The Annual Chronicle Presidential Salary Survey

By Richard Vedder

This morning, the Chronicle of Higher Education's annual survey of university president salaries is out. The findings continue trends in the last few years: compensation is up, and increased use of non-traditional forms of pay are evident -- performance pay, deferred compensation, and other perks. The prosperity of higher ed is continuing to show up in the pay of the leaders of our institutions.

Moreover, two other trends appear to be continuing:

1. Salaries in research universities are rising much faster than in liberal arts colleges or schools with modest graduate work.

2. Presidential salaries are growing faster than those of mainline employees, including faculty, at least at the more prestigious institutions, not to mention the employment income of ordinary Americans.

In the four years 2000-1 to 2004-05, average presidential compensation at the research universities rose nearly 40 percent, or well over 8 percent a year. In inflation-adjusted terms, the annual rate of increase was about five percent a year, well above compensation growth in the economy as a whole.

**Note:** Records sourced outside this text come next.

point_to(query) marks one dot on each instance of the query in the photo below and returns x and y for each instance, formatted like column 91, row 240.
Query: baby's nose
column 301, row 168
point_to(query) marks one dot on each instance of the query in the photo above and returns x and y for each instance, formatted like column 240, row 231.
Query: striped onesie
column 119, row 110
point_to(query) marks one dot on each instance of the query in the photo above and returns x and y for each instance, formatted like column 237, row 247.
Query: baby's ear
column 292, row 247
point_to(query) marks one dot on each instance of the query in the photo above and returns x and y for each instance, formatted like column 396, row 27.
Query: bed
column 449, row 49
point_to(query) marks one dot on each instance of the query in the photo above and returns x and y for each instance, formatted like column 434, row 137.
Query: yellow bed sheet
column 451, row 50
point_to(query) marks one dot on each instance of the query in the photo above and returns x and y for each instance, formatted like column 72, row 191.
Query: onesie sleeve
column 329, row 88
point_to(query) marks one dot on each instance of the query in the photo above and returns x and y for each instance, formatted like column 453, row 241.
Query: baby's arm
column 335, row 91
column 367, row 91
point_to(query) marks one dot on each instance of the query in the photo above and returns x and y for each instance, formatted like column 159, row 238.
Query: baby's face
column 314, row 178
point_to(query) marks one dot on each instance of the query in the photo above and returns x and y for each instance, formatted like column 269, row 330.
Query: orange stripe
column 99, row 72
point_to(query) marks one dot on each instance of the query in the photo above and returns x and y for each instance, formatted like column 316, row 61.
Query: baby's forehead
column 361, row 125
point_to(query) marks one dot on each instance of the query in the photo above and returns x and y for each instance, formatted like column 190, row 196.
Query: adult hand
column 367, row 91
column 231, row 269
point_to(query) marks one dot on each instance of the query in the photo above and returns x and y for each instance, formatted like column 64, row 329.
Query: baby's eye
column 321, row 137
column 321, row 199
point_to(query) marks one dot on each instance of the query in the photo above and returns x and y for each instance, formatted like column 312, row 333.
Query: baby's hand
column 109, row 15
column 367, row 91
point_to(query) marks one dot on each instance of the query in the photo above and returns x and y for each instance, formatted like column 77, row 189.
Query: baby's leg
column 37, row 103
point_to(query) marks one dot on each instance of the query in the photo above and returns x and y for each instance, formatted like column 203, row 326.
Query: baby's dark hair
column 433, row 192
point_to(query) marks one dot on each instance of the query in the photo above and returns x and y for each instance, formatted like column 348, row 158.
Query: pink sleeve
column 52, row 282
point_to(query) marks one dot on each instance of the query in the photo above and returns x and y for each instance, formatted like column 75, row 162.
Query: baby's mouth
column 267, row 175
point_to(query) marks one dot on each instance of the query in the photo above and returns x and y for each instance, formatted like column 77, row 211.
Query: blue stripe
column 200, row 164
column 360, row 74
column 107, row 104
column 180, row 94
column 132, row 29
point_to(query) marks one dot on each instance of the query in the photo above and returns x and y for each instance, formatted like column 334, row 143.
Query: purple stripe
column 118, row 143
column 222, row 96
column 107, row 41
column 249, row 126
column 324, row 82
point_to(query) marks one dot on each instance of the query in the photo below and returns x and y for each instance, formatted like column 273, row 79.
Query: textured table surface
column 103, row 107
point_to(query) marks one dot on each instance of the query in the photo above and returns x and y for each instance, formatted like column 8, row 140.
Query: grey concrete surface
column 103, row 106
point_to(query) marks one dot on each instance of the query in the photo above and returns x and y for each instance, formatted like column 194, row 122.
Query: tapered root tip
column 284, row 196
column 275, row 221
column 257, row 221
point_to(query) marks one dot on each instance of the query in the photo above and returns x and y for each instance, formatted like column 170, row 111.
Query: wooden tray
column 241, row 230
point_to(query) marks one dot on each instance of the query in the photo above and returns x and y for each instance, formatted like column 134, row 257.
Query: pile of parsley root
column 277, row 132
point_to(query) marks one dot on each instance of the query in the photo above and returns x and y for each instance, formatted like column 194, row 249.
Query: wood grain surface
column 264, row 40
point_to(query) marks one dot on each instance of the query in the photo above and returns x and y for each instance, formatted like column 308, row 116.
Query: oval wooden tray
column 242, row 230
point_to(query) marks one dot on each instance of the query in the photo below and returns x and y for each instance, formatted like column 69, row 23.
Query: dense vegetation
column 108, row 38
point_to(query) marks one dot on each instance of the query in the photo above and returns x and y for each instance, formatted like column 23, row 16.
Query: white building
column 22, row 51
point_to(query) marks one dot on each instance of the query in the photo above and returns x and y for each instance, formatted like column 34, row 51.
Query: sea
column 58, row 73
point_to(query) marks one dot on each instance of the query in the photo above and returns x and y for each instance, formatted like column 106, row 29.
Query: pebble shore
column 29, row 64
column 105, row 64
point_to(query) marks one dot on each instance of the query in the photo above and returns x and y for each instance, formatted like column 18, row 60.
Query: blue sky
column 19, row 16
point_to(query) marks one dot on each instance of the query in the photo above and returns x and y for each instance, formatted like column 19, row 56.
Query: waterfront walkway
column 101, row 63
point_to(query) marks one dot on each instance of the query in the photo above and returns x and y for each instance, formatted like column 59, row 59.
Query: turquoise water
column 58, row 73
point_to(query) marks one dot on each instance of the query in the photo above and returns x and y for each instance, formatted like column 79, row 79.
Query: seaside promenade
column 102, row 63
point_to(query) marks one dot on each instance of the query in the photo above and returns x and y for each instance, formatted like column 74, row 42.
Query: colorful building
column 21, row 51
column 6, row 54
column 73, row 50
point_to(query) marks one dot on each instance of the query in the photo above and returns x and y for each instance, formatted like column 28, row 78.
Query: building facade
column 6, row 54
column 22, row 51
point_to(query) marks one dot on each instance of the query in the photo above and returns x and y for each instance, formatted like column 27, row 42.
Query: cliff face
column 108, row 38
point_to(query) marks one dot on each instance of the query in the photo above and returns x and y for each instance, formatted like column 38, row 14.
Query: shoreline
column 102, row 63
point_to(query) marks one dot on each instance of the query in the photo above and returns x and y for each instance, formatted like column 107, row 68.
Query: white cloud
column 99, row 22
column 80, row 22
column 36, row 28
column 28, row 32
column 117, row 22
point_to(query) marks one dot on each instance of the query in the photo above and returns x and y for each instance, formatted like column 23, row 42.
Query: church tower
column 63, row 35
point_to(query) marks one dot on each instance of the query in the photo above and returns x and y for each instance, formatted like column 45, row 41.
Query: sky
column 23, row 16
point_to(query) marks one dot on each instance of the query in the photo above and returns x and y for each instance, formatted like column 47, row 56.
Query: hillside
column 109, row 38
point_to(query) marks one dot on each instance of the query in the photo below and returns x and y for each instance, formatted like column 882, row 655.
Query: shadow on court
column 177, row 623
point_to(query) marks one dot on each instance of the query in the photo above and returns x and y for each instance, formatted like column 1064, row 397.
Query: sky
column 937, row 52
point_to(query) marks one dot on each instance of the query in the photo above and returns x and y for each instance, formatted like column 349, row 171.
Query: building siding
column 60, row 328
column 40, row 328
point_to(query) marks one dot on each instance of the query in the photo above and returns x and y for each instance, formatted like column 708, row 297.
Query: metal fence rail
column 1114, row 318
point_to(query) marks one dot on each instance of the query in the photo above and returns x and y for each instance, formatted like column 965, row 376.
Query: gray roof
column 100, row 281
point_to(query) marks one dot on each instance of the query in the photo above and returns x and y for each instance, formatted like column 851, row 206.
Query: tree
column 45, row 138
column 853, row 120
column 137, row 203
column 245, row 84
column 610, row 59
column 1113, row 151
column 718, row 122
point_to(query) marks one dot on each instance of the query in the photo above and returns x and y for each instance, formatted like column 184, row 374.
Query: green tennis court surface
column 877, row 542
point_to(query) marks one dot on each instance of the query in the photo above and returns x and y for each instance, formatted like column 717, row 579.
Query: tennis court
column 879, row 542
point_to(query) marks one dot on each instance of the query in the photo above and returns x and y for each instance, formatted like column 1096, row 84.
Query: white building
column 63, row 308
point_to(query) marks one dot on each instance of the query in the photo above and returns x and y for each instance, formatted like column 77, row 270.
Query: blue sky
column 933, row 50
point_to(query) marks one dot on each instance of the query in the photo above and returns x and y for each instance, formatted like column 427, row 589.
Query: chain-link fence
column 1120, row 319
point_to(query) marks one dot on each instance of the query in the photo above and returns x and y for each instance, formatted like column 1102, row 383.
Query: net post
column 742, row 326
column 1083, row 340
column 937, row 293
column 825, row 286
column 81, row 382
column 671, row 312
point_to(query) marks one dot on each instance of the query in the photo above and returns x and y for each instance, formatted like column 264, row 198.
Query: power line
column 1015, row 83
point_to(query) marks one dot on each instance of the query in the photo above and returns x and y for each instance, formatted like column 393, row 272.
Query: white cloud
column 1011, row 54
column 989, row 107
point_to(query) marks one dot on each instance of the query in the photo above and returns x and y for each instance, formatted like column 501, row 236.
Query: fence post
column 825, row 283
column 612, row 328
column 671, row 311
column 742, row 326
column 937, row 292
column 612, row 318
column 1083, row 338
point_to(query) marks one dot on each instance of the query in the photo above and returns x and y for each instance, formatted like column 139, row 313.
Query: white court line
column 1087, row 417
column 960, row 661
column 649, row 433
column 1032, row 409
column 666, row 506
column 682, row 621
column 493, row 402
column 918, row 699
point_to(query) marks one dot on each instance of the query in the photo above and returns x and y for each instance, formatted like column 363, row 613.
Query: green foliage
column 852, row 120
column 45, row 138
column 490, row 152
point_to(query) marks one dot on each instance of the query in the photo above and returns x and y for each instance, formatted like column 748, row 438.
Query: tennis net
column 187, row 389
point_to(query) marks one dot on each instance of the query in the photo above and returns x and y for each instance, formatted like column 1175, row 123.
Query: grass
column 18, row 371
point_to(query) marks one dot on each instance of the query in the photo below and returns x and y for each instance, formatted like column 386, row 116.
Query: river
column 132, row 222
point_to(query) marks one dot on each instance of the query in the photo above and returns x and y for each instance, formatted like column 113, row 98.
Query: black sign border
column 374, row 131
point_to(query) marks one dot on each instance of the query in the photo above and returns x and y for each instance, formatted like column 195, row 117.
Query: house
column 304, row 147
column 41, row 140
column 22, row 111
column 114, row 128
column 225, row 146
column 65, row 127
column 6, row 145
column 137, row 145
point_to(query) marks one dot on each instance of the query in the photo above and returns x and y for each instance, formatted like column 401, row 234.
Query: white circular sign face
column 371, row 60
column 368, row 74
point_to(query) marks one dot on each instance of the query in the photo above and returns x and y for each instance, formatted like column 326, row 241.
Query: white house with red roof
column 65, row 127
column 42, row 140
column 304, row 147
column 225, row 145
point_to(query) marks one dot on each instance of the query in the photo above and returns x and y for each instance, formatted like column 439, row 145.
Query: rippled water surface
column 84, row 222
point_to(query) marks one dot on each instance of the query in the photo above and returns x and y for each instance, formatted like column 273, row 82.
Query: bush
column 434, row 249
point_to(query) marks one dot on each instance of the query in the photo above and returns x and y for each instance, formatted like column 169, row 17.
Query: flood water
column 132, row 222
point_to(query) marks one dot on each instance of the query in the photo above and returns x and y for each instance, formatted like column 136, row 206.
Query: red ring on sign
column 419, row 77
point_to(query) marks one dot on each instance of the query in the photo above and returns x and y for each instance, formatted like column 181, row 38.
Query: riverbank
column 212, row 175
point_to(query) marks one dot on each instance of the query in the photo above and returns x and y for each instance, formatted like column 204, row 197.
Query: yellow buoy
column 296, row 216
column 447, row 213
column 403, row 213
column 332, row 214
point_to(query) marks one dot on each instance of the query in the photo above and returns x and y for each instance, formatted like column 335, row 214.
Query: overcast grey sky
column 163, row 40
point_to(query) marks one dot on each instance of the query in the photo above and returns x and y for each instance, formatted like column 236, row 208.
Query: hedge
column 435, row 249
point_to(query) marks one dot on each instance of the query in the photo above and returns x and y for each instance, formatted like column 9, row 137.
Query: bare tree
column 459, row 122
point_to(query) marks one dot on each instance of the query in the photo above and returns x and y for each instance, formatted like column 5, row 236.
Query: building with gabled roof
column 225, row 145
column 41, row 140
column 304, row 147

For private liberal arts colleges, however, the typical increase in inflation adjusted terms was more like 2-3 percent a year, one-half as much.

Higher Education Establishment types would note corporate leader salaries are rising even faster, that the job of college president is getting harder, and that the risks of getting discharged are rising, increasing the "combat" pay dimensions of the job. There is some truth in all of this.

At the same time, however, these trends are very worrisome and troublesome in other regards. Higher education professes to be a higher calling. We subsidize it rather than tax it. The public sacrifices to allow it to exist and flourish beyond what strictly market forces would dictate. University presidents are perceived by the public that subsidizes schools to be more akin to governors of states or ministers or priests --performing public services, for which they can expect to be comfortably paid, but not opulently so. I suspect most people believe a good university president of a fairly large institution should have the income of a highly successful doctor or lawyer, perhaps a $250,000 to $300,000 salary, a nice car, and maybe a stately presidential home for use while in office. If the president wants to earn perhaps another $50,000 to $100,000 a year serving on a corporate board, that is okay too. We want to reward our university presidents reasonably well, but not at the level of corporate executives. When salaries get over, say, $500,000 a year, and, in some cases, over $1 million annually, we have every right to wonder: are the public subsidies we give universities increasingly ending up as "economic rent", payments beyond what is necessary to have the service performed? Are university presidents selfless servants of the public trust, or money-hungry entrepreneurs? Why are we dropping money out of airplanes over college campuses, if the keepers of the purse are increasingly giving the money to themselves?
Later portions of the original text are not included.